A researcher supported by the NIHR Oxford Biomedical Researcher has been recognised by the University of Oxford for work to communicate with children in Africa about the Ebola outbreak.
Dr Matthew Snape was one of 12 winners in the inaugural Vice-Chancellor’s Awards for Public Engagement with Research.
Dr Snape, of the University’s Oxford Vaccine Group, worked with producer Penny Boreham to create a 30-minute radio broadcast in Sierra Leone to address questions about immunisation and Ebola vaccines for young people aged 10 to 18. You can listen to the programme here.
He said: “The format of the programme, in which we addressed questions arising from an interview between local journalist Keziah Gbondo and Abibatu, a 12 year old girl living in the midst of an Ebola disease outbreak, provided us with a fascinating and important insight into what information is most relevant to local children.
“Insightful questions included the vaccine ingredients and whether the vaccine has been tested in children.
“The purpose of producing the broadcast programme was to increase awareness and understanding of the progress towards vaccines against Ebola virus in school aged children in Sierra Leone.

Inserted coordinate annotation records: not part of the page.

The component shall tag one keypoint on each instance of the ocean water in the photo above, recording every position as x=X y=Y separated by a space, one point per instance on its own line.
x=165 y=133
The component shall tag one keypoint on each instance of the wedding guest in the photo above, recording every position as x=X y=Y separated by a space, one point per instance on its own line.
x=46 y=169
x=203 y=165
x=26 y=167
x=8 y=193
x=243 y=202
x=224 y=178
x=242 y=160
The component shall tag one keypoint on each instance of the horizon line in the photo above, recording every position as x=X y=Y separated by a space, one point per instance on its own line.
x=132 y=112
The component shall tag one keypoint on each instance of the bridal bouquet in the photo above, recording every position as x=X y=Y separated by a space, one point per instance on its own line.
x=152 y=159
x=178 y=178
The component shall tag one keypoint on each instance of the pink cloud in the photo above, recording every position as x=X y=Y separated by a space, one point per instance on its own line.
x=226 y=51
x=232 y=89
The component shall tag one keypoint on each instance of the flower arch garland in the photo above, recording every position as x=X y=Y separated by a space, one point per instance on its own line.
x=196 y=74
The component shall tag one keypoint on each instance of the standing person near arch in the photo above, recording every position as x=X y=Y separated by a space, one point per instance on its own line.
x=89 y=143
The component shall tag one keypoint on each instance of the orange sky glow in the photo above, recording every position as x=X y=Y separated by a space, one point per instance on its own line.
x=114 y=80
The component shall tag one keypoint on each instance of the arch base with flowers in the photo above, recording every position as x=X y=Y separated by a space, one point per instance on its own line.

“We hope that this awareness and understanding will engender more confidence in immunisation programmes in general and, should it be required, any Ebola disease immunisation campaign.”
The winners were announced by Vice-Chancellor, Professor Louise Richardson, in a ceremony at Merton College on Friday, July 1.
Professor Alastair Buchan, Dean of Medicine and Head of the Medical Sciences Division, congratulated five divisional staff who scooped awards.
He said: “They’ve all shown creative ways to engage with new audiences across a board range of research topics.
“It is truly inspiring and I’m sure will encourage others to seek out innovative and exciting ways to co-create value for our society and economy outside of academia – something we all have a responsibility to do.”
The programme was part of the Pikin to Pikin Tok (Child to Child talk) project and a collaboration between the UK human rights agency Child to Child, their partner in Sierra Leona the Pikin to Pikin Movement and the Oxford Vaccine Group, part of the University’s Department of Paediatrics.
Dr Snape is a Consultant in General Paediatrics and Vaccinology at the NIHR Oxford Biomedical Research Centre and the Children’s Hospital Oxford, part of Oxford University Hospitals NHS Foundation Trust.
He is also an Honorary Senior Clinical Lecturer at the Department of Paediatrics, University of Oxford and a Jenner Investigator.